Recordemos que Jesús comenzó su predicación en la sinagoga de Nazaret citando el pasaje de Isaías que empieza así: “El espíritu del Señor está sobre mí por cuanto me ha ungido para dar buenas nuevas a los pobres.” (Lc 4 : Is 61).


Aunque Él era Dios Él no hizo nada antes que el Espíritu Santo viniera sobre Él cuando fue bautizado por Juan en el Jordán.

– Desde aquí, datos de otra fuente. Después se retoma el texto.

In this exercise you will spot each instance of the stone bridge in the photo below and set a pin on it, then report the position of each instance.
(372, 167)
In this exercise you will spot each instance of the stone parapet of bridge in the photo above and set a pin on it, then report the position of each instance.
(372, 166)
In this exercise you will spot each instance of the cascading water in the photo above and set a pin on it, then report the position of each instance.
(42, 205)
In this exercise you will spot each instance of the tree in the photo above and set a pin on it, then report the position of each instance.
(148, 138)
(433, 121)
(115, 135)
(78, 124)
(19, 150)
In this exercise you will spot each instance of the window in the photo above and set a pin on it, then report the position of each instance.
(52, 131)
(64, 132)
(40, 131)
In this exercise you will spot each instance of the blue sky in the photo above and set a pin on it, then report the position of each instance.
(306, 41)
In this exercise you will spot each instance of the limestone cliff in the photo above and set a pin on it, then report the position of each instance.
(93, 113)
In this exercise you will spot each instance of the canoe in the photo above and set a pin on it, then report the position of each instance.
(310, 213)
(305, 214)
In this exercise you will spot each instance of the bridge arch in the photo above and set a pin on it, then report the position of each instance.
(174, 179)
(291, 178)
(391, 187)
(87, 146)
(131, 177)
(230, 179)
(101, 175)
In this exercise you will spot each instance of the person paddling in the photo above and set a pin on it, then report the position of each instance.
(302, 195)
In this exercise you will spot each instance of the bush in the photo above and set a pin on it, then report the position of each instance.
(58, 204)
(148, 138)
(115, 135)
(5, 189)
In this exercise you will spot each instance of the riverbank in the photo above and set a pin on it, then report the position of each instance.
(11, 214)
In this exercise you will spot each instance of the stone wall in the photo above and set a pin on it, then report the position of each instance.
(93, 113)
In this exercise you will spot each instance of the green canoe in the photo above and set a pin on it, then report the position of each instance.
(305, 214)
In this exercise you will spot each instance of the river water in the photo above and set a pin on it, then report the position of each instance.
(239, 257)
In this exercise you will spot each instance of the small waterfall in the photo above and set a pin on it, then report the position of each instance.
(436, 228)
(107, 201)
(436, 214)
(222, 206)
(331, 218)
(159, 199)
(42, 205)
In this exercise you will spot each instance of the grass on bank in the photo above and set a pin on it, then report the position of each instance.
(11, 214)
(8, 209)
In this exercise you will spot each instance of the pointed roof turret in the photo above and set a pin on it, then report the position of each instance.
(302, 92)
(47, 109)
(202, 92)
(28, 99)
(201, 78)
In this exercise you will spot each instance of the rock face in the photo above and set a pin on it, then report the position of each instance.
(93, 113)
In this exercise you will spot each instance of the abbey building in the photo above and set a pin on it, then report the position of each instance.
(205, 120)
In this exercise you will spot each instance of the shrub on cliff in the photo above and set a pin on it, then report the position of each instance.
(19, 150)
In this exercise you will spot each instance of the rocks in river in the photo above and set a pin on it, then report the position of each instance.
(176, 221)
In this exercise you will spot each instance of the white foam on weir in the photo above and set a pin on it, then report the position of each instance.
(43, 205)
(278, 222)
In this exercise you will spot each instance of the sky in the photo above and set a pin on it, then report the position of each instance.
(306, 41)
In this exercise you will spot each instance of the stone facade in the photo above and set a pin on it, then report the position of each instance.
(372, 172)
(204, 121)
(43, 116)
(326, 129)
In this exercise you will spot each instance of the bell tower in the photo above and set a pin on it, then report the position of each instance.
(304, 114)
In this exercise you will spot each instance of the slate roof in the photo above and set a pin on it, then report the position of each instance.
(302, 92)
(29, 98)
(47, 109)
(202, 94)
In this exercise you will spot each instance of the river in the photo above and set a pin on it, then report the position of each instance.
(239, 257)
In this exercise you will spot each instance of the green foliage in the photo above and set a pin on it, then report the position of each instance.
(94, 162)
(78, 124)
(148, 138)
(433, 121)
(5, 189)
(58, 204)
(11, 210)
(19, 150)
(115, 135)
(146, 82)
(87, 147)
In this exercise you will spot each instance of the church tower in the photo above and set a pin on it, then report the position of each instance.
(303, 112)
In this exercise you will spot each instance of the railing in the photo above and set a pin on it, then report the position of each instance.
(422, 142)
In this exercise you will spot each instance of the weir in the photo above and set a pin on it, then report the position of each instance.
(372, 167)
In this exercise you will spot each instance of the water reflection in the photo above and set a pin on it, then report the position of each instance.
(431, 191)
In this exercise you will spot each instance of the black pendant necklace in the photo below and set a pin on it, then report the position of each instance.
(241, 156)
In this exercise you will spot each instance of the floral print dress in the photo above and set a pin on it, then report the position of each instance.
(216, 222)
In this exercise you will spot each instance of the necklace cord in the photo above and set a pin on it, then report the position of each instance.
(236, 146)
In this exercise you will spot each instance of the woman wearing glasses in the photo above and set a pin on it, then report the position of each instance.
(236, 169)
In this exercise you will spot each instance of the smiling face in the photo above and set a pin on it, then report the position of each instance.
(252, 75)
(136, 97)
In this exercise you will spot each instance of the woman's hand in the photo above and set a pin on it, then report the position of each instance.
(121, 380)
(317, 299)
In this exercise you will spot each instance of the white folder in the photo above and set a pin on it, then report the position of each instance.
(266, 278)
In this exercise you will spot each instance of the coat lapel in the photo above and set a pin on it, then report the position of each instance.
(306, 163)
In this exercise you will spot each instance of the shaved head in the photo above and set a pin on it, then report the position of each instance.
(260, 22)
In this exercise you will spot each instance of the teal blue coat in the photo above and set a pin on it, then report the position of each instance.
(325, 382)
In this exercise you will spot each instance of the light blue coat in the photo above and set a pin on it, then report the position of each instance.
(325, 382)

Dice el texto que Simeón fue movido por el ES para ir al templo, ¡qué curioso! justo cuando José y María se encontraban allí para presentar a su Hijo. ¡Con cuánta razón se dice que Dios es el Señor de las coincidencias! Claro está que ésa es una manera de hablar. No es que se trate de coincidencias, sino que Dios tiene todas las cosas bajo su control, y Él ha previsto el tiempo preciso para cada acontecimiento.


Simeón sintió que el Espíritu Santo lo impulsaba a ir al templo y él obedeció a ese impulso inmediatamente. ¿Pero qué hubiera pasado si él se hubiera dicho: “No, hoy estoy muy cansado. Mañana iré. Total, el templo no se va a mover de su sitio”? ¿O si tan sólo se hubiera demorado una hora y no hubiera ido inmediatamente?

Hubiera perdido la oportunidad que Dios le concedía de ver al Mesías como él deseaba tanto. El deseo más ardiente de toda su vida se habría visto frustrado. ¡Qué importante es no sólo obedecer a Dios, sino obedecerlo en el momento en que Él nos habla! ¡Cuántas bendiciones nos habremos perdido porque no obedecimos al momento! ¡Porque nos demoramos o fuimos lentos!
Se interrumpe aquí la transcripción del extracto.